Jane Jacobs e a atualidade da obra Morte e Vida das Grandes Cidades

 

A obra The Death and Life of Great American Cities, publicada em 1961 pela teórica e ativista estadunidense-canadense Jane Jacobs (1916-2006), é considerada um dos textos fundamentais da teoria urbana contemporânea. Escrito como uma crítica contundente ao urbanismo modernista dominante no pós-guerra, o livro questiona os princípios do planejamento funcionalista e defende a complexidade, a diversidade e a vitalidade da vida urbana cotidiana. Jacobs escreveu a partir de sua experiência como moradora do bairro Greenwich Village, em New York City, observando como as ruas, as calçadas e o comércio local produziam uma forma espontânea de organização social e urbana.

Após 65 anos, a atualidade da obra ainda inspira arquitetos, urbanistas, estudantes e sociólogos que investigam os efeitos do crescimento das cidades sobre a vida urbana e sobre as relações humanas.

 

Um ataque ao urbanismo ortodoxo

Já de início, Jacobs ressalta que seu livro é um ataque ao planejamento urbano tradicional, que ela considera incapaz de compreender a complexidade das cidades.
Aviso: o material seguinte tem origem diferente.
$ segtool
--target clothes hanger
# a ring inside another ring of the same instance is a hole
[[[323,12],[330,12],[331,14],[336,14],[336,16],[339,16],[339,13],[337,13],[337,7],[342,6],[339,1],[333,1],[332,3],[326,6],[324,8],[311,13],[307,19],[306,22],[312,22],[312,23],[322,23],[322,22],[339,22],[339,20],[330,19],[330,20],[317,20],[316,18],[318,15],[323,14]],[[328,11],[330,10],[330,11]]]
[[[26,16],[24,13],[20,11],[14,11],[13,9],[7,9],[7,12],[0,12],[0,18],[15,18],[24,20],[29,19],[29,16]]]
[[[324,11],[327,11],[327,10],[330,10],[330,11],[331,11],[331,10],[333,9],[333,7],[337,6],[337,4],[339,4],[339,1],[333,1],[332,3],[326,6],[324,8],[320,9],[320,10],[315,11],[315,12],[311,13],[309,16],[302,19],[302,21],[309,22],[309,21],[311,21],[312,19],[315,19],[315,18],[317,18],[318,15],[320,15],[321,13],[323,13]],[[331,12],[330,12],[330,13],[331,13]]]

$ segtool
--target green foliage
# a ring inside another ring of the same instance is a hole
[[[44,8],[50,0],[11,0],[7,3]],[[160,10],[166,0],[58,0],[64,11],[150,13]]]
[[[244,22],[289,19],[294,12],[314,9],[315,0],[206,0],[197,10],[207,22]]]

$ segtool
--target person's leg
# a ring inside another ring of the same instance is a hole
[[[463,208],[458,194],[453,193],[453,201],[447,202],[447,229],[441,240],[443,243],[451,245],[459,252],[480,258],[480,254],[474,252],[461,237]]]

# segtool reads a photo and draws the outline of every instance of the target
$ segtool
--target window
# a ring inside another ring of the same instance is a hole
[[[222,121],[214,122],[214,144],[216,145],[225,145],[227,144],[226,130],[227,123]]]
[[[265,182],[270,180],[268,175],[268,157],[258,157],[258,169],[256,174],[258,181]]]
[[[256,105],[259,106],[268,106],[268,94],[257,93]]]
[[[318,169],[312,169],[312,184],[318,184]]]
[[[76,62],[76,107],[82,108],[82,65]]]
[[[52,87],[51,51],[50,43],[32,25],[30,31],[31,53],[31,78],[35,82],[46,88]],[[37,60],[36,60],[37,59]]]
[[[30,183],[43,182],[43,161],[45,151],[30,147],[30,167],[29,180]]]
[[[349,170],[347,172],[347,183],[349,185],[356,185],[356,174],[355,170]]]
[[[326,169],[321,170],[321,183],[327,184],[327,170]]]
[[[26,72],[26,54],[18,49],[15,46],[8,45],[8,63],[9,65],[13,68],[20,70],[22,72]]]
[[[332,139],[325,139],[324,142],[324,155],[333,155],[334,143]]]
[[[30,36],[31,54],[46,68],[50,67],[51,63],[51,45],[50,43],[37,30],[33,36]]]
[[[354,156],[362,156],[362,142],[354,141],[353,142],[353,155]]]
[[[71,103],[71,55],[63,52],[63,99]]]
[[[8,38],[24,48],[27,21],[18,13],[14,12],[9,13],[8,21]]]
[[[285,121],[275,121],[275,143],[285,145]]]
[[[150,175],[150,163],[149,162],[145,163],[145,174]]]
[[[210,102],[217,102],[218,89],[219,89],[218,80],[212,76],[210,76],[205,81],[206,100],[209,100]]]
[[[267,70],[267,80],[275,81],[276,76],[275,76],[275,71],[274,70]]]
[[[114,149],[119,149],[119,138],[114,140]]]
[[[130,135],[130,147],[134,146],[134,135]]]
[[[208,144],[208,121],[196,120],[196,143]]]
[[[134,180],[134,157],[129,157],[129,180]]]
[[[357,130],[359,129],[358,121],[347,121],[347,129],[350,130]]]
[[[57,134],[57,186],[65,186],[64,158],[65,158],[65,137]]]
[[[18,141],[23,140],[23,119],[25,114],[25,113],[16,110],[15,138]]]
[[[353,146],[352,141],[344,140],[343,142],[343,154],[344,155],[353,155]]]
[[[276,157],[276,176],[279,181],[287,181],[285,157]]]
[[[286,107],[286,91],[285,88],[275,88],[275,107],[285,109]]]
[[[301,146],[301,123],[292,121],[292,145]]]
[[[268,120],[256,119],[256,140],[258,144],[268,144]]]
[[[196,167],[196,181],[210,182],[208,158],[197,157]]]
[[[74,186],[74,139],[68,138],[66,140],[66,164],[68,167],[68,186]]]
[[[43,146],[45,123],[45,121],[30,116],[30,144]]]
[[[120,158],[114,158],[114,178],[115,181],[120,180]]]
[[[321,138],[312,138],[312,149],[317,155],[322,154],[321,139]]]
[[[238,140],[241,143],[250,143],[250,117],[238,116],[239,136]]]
Ela critica diretamente os modelos derivados da Le Corbusier e dos urbanistas modernistas, que defendiam superquadras, torres isoladas em parques e separação funcional rígida entre moradia, trabalho e lazer.

Para Jacobs, tais propostas produzem cidades desumanizadas e pouco seguras, que desestimulam o convívio social e o senso de pertencimento. Seu pensamento reflete suas vivências no Greenwich Village, que ao contrário de grandes cidades planejadas, como Brasília, possui quadras curtas, uso misto e intensa presença de pedestres.

 

A calçada

Jacobs introduz o conceito de “olhos da rua” (eyes on the street). A segurança urbana depende da presença constante de pessoas nas ruas: moradores, comerciantes, trabalhadores e pedestres.

Quando as ruas são animadas e ativas, criam-se mecanismos naturais de vigilância coletiva. Jacobs mostra que as calçadas são espaços de interação social informal. Pequenos encontros cotidianos – cumprimentos, conversas rápidas e observação mútua – criam redes de confiança que sustentam a vida comunitária. Um bom exemplo está em North End, bairro histórico de Boston.

 

 O parque de bairro

Jacobs critica parques isolados ou pouco utilizados. Um parque só funciona bem quando está integrado ao cotidiano urbano e cercado por atividades diversas.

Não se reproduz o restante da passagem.